Speaking of theming, the way developers create a UI these days is dramatically different than how it was done in the past.  Browsers are more powerful and devices are more diverse.  JavaScript is much more powerful and more uniformly supported than it was a decade ago when PHP 5 came out (don’t forget about the V8 engine too).

  • Theming: Not everything has to be PHP anymore.  We now have
    • Bootstrap, & Material
    • Pre-compiling theme & components
      • Less/Sass
      • Gulp, bower, & grunt composition and code prep
    • Powerful JS frameworks and libraries: Angular, React, & more
      • Many more options than just jQuery these days

What’s missing from existing frameworks

  • Modularity
    • Some frameworks handle it well, but often the modularity is very limited to a smaller ecosystem, or at least an isolated ecosystem.
  • Composibility
    • Things are too often configured (db and config file) and not composed.  That is very convenient, but leads to slow production code and is more limited than a composable system
  • Security
    • Code should be outside the web root
    • Should work with and without a reverse proxy
    • Protect against common attacks
  • Models / ORM
    • The framework should work with any composer based (or modular) ORM
      • With so many rich ORMs and data connection tools available I don’t believe the framework should be relegated to only one ORM or model paradigm
      • Different scenarios call for different model approaches.  How can the framework facilitate the right data tool for the job?
  • Mashability
    • Create components that can easily be used together
    • Easy to add to any framework including erdiko
      • Leverage more code across and between frameworks
        • e.g. Use Eloquent in Slimphp
  • Routing
    • Symfony Request & Response
    • Symfony Router
    • Easy Compiled Routes
      • PhpMatcherDumper
    • Via plugins
      • Database routes (cms content)
      • Application specific routes
        • e.g.

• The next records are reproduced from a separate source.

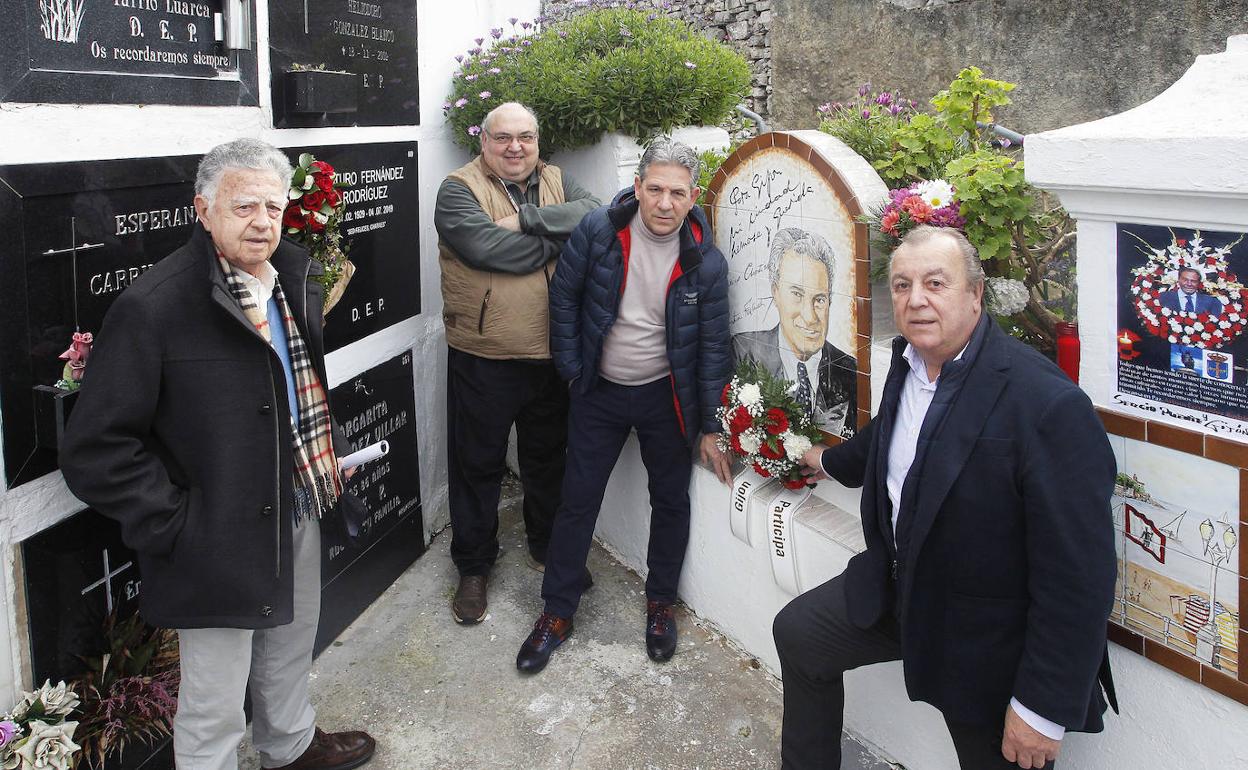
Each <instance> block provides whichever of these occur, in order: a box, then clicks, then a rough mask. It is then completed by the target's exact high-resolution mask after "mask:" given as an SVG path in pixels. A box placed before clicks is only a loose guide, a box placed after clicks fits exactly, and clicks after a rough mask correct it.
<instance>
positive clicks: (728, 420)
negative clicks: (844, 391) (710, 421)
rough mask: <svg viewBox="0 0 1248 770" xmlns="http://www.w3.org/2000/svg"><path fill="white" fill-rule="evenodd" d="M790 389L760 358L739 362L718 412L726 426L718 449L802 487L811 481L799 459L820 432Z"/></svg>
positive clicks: (767, 475)
mask: <svg viewBox="0 0 1248 770" xmlns="http://www.w3.org/2000/svg"><path fill="white" fill-rule="evenodd" d="M791 388H792V383H791V382H789V381H787V379H782V378H780V377H775V376H774V374H771V372H769V371H768V369H766V368H765V367H764V366H763V364H760V363H758V362H756V361H753V359H750V358H746V359H744V361H741V362H740V363H738V364H736V374H735V376H734V377H733V381H731V382H729V383H728V384H726V386H724V393H723V396H721V397H720V402H721V406H720V408H719V411H718V412H716V416H718V417H719V422H720V424H721V426H723V427H724V432H723V433H720V434H719V448H720V449H721V451H724V452H729V453H731V454H733V456H734V457H739V458H741V459H744V461H745V462H746V463H749V464H750V465H751V467H753V468H754V472H755V473H758V474H759V475H761V477H764V478H775V479H776V480H779V482H780V483H781V484H784V485H785V487H787V488H789V489H800V488H802V487H805V485H806V484H807V480H806V477H804V475H802V474H801V457H802V456H804V454H805V453H806V451H807V449H810V447H811V446H814V443H815V442H817V441H820V438H821V433H820V431H819V428H816V427H815V424H814V422H812V421H811V419H810V416H809V414H806V411H805V408H804V407H802V406H801V404H800V403H797V401H796V399H795V398H794V397H792V396H790V394H789V391H790V389H791Z"/></svg>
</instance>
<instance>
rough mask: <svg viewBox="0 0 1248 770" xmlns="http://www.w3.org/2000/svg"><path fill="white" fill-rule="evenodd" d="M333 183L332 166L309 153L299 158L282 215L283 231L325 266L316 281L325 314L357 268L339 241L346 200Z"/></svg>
mask: <svg viewBox="0 0 1248 770" xmlns="http://www.w3.org/2000/svg"><path fill="white" fill-rule="evenodd" d="M338 187H339V185H337V183H336V182H334V181H333V166H331V165H329V163H327V162H324V161H318V160H316V156H313V155H312V154H311V152H305V154H302V155H300V162H298V166H296V167H295V173H293V176H291V191H290V198H291V200H290V202H288V203H287V205H286V213H285V215H283V216H282V228H283V230H285V232H286V235H288V236H290V237H291V238H293V240H295V241H298V242H300V243H302V245H303V246H305V247H306V248H307V250H308V252H310V253H311V255H312V258H313V260H316V261H317V262H319V263H321V265H322V266H324V275H323V276H321V277H319V278H318V281H319V282H321V285H322V286H324V312H326V313H328V312H329V309H332V308H333V306H334V305H337V303H338V300H341V298H342V293H343V292H344V291H346V290H347V283H348V282H349V281H351V276H353V275H354V273H356V266H354V265H352V262H351V260H348V258H347V248H348V243H347V242H346V241H344V240H343V238H342V232H341V226H342V213H343V211H344V210H346V207H347V205H346V200H344V198H343V195H342V192H341V191H339V190H338Z"/></svg>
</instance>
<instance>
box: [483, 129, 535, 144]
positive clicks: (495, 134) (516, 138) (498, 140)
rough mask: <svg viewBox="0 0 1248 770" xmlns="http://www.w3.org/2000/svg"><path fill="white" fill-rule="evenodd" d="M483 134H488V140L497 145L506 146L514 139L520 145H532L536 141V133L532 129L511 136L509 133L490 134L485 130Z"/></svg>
mask: <svg viewBox="0 0 1248 770" xmlns="http://www.w3.org/2000/svg"><path fill="white" fill-rule="evenodd" d="M485 136H488V137H489V141H492V142H494V144H495V145H498V146H499V147H507V146H508V145H510V144H512V142H513V141H515V140H519V141H520V144H522V145H532V144H534V142H537V141H538V135H537V134H534V132H533V131H525V132H524V134H520V135H519V136H512V135H510V134H490V132H489V131H487V132H485Z"/></svg>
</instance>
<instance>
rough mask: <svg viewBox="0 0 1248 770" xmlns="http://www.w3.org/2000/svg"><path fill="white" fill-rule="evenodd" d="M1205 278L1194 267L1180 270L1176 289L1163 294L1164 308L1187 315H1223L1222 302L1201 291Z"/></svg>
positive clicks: (1215, 298)
mask: <svg viewBox="0 0 1248 770" xmlns="http://www.w3.org/2000/svg"><path fill="white" fill-rule="evenodd" d="M1203 283H1204V276H1202V275H1201V271H1198V270H1197V268H1194V267H1189V266H1184V267H1181V268H1178V280H1177V281H1176V282H1174V288H1173V290H1171V291H1168V292H1162V297H1161V301H1162V307H1164V308H1169V309H1172V311H1182V312H1186V313H1198V314H1199V313H1209V314H1211V316H1221V314H1222V309H1223V306H1222V301H1221V300H1218V298H1217V297H1214V296H1213V295H1207V293H1206V292H1203V291H1201V287H1202V286H1203Z"/></svg>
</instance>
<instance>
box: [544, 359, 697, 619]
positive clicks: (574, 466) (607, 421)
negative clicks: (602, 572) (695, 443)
mask: <svg viewBox="0 0 1248 770" xmlns="http://www.w3.org/2000/svg"><path fill="white" fill-rule="evenodd" d="M634 429H635V431H636V438H638V442H639V443H640V444H641V462H643V463H644V464H645V470H646V475H648V477H649V482H650V483H649V487H650V545H649V552H648V554H646V565H648V567H649V573H650V574H649V575H648V577H646V579H645V595H646V598H648V599H658V600H661V602H675V599H676V585H678V584H679V583H680V568H681V567H683V565H684V562H685V547H686V545H689V474H690V472H691V470H693V454H691V451H690V446H689V443H688V442H686V439H685V436H684V434H683V433H681V432H680V423H679V421H678V419H676V412H675V407H674V404H673V392H671V381H670V378H668V377H664V378H663V379H656V381H654V382H651V383H649V384H644V386H622V384H615V383H613V382H608V381H605V379H599V381H598V383H597V384H594V387H593V388H592V389H590V391H589V392H588V393H585V394H584V396H579V394H578V396H573V397H572V408H570V411H569V414H568V461H567V470H565V472H564V477H563V502H562V504H560V505H559V512H558V513H557V514H555V518H554V527H553V528H552V533H550V547H549V549H548V550H547V563H545V568H547V569H545V579H543V582H542V598H543V599H544V600H545V612H548V613H552V614H554V615H558V616H560V618H572V616H573V614H575V612H577V605H578V604H579V602H580V592H582V590H583V584H582V575H583V573H584V569H585V559H587V558H588V555H589V547H590V543H592V542H593V537H594V524H597V522H598V512H599V509H600V508H602V504H603V493H604V492H605V490H607V480H608V479H609V478H610V475H612V469H613V468H614V467H615V461H618V459H619V456H620V449H623V448H624V441H625V439H626V438H628V434H629V431H634Z"/></svg>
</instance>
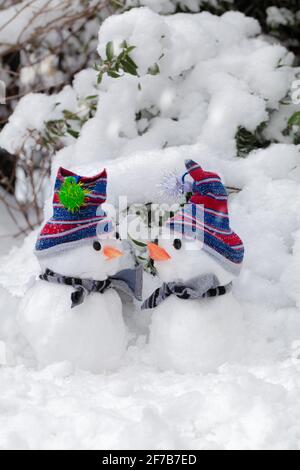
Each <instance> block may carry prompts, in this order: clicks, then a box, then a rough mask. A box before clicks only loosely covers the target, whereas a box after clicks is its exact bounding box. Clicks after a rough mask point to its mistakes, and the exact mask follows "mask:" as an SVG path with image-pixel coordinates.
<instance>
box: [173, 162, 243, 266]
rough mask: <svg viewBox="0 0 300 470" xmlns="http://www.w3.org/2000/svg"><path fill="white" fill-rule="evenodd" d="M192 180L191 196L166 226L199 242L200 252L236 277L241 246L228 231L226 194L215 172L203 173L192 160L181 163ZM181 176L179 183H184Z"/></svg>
mask: <svg viewBox="0 0 300 470" xmlns="http://www.w3.org/2000/svg"><path fill="white" fill-rule="evenodd" d="M185 165H186V169H187V173H185V175H184V177H185V176H186V175H190V176H191V177H192V179H193V180H194V181H193V184H192V197H191V199H190V200H189V203H188V204H186V205H185V206H184V207H183V209H182V210H181V211H179V212H178V213H177V214H175V216H174V217H172V218H171V219H170V220H169V221H168V222H167V226H168V227H169V228H170V229H171V230H172V231H174V232H176V233H178V234H180V235H181V236H183V237H186V238H189V239H197V240H199V241H202V242H203V249H204V250H205V251H207V252H208V253H209V254H211V255H212V256H214V257H216V258H217V259H218V261H219V262H220V263H221V264H222V265H223V266H224V267H225V268H226V269H227V270H229V271H230V272H233V273H235V274H238V272H239V270H240V268H241V266H242V262H243V258H244V245H243V242H242V240H241V239H240V237H239V236H238V235H237V234H236V233H235V232H233V230H231V228H230V225H229V214H228V195H227V192H226V189H225V187H224V185H223V183H222V181H221V178H220V176H219V175H217V174H216V173H211V172H208V171H204V170H203V169H202V168H201V166H200V165H199V164H198V163H196V162H194V161H193V160H186V162H185ZM184 177H183V180H184Z"/></svg>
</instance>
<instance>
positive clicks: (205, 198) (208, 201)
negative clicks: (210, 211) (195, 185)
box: [190, 194, 228, 215]
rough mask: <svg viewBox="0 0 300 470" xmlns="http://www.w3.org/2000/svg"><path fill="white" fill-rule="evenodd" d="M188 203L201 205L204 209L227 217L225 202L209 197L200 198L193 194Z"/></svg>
mask: <svg viewBox="0 0 300 470" xmlns="http://www.w3.org/2000/svg"><path fill="white" fill-rule="evenodd" d="M190 202H191V203H193V204H201V205H203V206H204V207H205V209H212V210H215V211H217V212H221V213H222V214H225V215H228V208H227V200H226V201H218V200H216V199H213V198H211V197H209V196H201V195H200V194H194V195H193V196H192V197H191V199H190Z"/></svg>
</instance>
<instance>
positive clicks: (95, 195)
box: [35, 168, 113, 256]
mask: <svg viewBox="0 0 300 470" xmlns="http://www.w3.org/2000/svg"><path fill="white" fill-rule="evenodd" d="M106 187H107V173H106V170H104V171H103V172H102V173H99V174H98V175H96V176H93V177H91V178H90V177H84V176H79V175H76V174H75V173H72V172H71V171H69V170H65V169H64V168H60V169H59V170H58V173H57V177H56V181H55V186H54V197H53V216H52V217H51V219H50V220H49V221H48V222H47V223H46V225H45V226H44V227H43V229H42V231H41V233H40V235H39V237H38V240H37V243H36V246H35V252H36V254H37V256H45V255H48V254H52V253H53V252H57V251H60V250H64V249H68V248H72V247H74V246H77V245H80V244H83V243H87V242H90V240H91V239H97V238H99V237H108V236H109V235H110V234H111V233H112V232H113V224H112V221H111V220H109V219H108V218H107V214H106V212H105V211H104V210H103V209H102V208H101V204H103V203H104V202H105V201H106Z"/></svg>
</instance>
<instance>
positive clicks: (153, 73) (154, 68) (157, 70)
mask: <svg viewBox="0 0 300 470" xmlns="http://www.w3.org/2000/svg"><path fill="white" fill-rule="evenodd" d="M159 73H160V68H159V65H158V64H156V63H155V64H154V65H152V66H151V67H149V68H148V74H149V75H158V74H159Z"/></svg>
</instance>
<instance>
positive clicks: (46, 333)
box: [18, 168, 142, 373]
mask: <svg viewBox="0 0 300 470" xmlns="http://www.w3.org/2000/svg"><path fill="white" fill-rule="evenodd" d="M106 187H107V173H106V171H105V170H104V171H103V172H102V173H100V174H98V175H96V176H94V177H91V178H90V177H81V176H78V175H76V174H74V173H72V172H70V171H68V170H65V169H63V168H60V169H59V170H58V174H57V178H56V182H55V188H54V199H53V216H52V218H51V219H50V220H49V221H48V222H47V223H46V225H45V226H44V228H43V229H42V231H41V233H40V235H39V237H38V240H37V243H36V247H35V254H36V256H37V258H38V260H39V263H40V266H41V269H42V274H41V276H40V278H39V280H38V281H37V282H36V283H35V285H34V286H33V287H32V288H31V289H30V290H29V291H28V293H27V294H26V296H25V298H24V299H23V301H22V303H21V306H20V309H19V313H18V322H19V324H20V327H21V330H22V333H23V334H24V336H25V337H26V339H27V340H28V342H29V344H30V345H31V347H32V349H33V351H34V353H35V355H36V358H37V360H38V362H39V364H40V365H42V366H44V365H48V364H51V363H54V362H58V361H70V362H71V363H72V364H73V366H74V367H79V368H82V369H85V370H90V371H92V372H95V373H97V372H100V371H103V370H106V369H113V368H116V367H118V365H119V364H120V360H121V358H122V356H123V354H124V352H125V349H126V346H127V330H126V327H125V324H124V321H123V316H122V302H121V298H120V296H119V294H118V292H123V293H125V294H126V295H131V296H132V297H134V296H135V297H136V298H140V293H141V276H142V274H141V272H140V270H139V269H137V270H135V269H125V270H122V271H120V260H121V257H122V255H123V251H122V242H121V240H120V239H119V237H118V235H117V234H116V233H114V230H113V224H112V222H111V221H110V220H109V219H108V217H107V214H106V213H105V211H104V210H103V209H102V204H103V203H104V202H105V200H106Z"/></svg>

Magento, WordPress, Drupal
  • Server Automation
    • Work well with containers, modern deployments and popular coding workflows

The Developer / Architect paradox

This does however have a downside and that is what I call the developer / architect paradox.  This is developers wanting a complete solution and picking a tool that gets them 80% of the way there very quickly but they struggle with the 20% and have to make too many sacrifices and concessions to make the full system work.